Sarnoff's law states that the value of a broadcast network is directly proportional to the number of viewers."

In the video below, Hugh elaborates on the utility of Oracle's OCSG with Verizon's network API Project:



Key Quote:

"As part of this new open platform, Verizon-as-a-Service type thinking, it enables new revenue opportunities both for the developer and for the operator. So its certainly incumbent upon the operator to operate a great network...But as we look for new services and new margins, network apis are the next building blocks. Networkers around the world are exposing to developers so developers can enable rich services for their Web 2.0 services to increase their ability to make money..."

All in all, Hugh's talk was an exemplary example of how geolocation data is quickly asserting itself as a powerful force driving the Social Data Revolution.

(C) Chris Conley (ACLU)

external image easset_upload_file898_10904_e.jpg
Chris is currently a Technology and CIvil Liberties Fellow at the ACLU of North California (http://bit.ly/NmBEbv). Previously, Chris was a Research Fellow at the Berkman Center for Internet & Society (http://bit.ly/dD8F) where his focus was on censorship and surveillance of internet communication. Chris received his JD from Harvard Law School as well as a Masters Degree in Computer Science from MIT.

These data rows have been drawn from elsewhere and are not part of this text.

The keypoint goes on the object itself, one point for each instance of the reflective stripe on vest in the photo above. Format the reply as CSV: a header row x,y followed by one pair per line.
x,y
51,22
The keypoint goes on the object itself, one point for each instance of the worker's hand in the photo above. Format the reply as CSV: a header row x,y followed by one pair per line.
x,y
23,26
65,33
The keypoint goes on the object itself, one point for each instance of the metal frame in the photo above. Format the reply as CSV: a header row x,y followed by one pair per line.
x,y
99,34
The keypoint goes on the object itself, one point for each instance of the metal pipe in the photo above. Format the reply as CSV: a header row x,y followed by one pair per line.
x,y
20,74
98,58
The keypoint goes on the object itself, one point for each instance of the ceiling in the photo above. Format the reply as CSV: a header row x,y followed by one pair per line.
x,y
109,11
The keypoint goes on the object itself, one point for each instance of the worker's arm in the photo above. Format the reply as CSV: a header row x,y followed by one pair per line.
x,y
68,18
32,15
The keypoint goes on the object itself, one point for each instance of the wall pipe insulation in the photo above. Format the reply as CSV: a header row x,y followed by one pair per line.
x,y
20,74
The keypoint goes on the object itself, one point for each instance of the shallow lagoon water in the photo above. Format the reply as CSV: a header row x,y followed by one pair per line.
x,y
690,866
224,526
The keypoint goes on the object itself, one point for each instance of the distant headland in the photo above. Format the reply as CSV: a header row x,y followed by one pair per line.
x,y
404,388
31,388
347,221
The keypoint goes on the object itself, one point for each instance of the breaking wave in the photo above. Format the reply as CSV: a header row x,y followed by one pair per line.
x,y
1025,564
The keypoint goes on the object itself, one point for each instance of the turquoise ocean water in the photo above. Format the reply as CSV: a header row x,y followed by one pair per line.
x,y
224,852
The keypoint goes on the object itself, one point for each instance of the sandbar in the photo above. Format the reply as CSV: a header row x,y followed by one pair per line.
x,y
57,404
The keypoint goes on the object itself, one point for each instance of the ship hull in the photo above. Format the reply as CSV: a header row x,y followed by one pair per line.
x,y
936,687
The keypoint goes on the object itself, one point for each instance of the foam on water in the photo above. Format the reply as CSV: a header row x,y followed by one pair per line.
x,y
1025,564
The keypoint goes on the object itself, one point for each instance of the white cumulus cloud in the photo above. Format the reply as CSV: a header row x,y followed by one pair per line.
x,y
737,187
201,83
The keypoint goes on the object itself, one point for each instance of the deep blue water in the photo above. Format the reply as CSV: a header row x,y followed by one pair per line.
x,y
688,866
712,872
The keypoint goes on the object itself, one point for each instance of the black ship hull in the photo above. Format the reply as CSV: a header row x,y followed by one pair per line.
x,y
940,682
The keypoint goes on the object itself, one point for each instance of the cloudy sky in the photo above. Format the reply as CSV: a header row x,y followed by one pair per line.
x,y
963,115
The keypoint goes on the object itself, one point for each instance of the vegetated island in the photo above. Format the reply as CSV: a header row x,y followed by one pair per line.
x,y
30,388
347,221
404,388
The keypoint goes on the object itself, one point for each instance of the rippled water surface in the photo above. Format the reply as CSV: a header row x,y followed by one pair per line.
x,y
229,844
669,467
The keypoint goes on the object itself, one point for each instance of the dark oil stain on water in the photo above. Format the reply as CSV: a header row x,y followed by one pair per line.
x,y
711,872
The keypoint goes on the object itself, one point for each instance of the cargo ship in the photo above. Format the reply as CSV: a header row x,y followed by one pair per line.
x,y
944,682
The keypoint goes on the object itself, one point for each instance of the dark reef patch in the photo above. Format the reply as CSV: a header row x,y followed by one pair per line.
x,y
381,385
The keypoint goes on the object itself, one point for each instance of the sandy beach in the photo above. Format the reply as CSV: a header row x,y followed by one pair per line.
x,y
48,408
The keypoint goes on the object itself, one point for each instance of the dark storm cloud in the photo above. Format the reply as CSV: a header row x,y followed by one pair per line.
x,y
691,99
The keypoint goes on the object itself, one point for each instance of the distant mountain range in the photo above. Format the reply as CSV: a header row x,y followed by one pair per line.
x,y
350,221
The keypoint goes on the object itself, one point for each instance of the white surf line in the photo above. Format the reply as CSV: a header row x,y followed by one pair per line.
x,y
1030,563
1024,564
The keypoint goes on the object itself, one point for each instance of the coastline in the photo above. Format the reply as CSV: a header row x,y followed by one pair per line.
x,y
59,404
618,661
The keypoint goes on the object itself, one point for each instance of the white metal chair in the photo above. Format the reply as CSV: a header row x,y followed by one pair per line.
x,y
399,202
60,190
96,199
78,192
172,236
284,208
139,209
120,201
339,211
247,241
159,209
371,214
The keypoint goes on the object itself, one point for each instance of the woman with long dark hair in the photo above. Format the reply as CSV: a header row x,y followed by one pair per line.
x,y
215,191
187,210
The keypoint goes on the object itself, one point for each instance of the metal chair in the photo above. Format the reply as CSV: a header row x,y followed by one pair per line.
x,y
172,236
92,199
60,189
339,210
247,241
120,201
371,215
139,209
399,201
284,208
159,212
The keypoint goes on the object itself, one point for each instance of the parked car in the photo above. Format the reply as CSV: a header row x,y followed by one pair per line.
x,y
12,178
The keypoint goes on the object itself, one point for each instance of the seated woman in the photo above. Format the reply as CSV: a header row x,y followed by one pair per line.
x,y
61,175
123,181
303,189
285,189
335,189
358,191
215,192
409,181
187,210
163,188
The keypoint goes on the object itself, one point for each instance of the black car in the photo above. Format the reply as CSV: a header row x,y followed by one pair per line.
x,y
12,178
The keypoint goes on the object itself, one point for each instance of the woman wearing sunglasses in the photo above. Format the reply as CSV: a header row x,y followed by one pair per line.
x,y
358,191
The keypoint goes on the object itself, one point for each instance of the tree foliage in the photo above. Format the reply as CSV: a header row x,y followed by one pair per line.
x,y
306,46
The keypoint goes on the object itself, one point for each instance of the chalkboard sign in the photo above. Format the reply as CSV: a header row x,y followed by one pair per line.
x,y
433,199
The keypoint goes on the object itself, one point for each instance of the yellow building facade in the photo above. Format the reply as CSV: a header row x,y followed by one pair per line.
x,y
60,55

Mr. Conley brought up many interesting (and surprising!) points regarding social data. One of the most important points he raised was that "anonymization" is actually not that safe in most cases. As long as any persistent ID is attached to the data, patterns can be established - thus, though the data is harder to piece together, it is still there to be found. The only way to be 100% sure that the data is gone and cannot be attached to a person is simply to delete it. Fully aggregated data is fairly harmless to the user while exposing useful information. (Google Flu Trends, for example)

He brought up that to know where someone is at all times is to know their life wholly. Their routine, where they like to go, etc. In addition, as this sensitive data is often stored indefinitely and is often in the hands of multiple people, it is impossible to know who has access to it. In addition to malicious civilians, the government can also obtain this information, often times without a warrant. Everything from the records from every cell phone near a robbed bank to the location of a sheriff's daughter has been obtained by the government or government employees without a warrant. In addition, location information can be gathered not only through voluntary services, but also through more surreptitious methods, such as license plate cameras and fake cell towers.

Statutes in place to protect user privacy were drafted long before location-based services existed in the form they do now. This has resulted in an unclear mess of laws that no one understands - not consumers, not providers, not even law enforcement. The problem is that the development of these technologies moves much faster than the law, and as such the judiciary lacks precedents for dealing with social data privacy.

The one bright spot is that more and more users are becoming aware of the problem and are beginning to show concern about what happens to their location data. As a result, there's more of a demand for what Mr. Conley wants to do - that is, make it so that people understand not only the value of their information, but also understand what is being done with it - how long is it being stored, who has access to it, etc. And that's why more meaningful information presented to the user is important, and is one of the things Mr. Conley would like to see.

It was certainly enlightening, especially the part about anonymization - I thought it was a useful process, but it seems only to produce a false sense of security.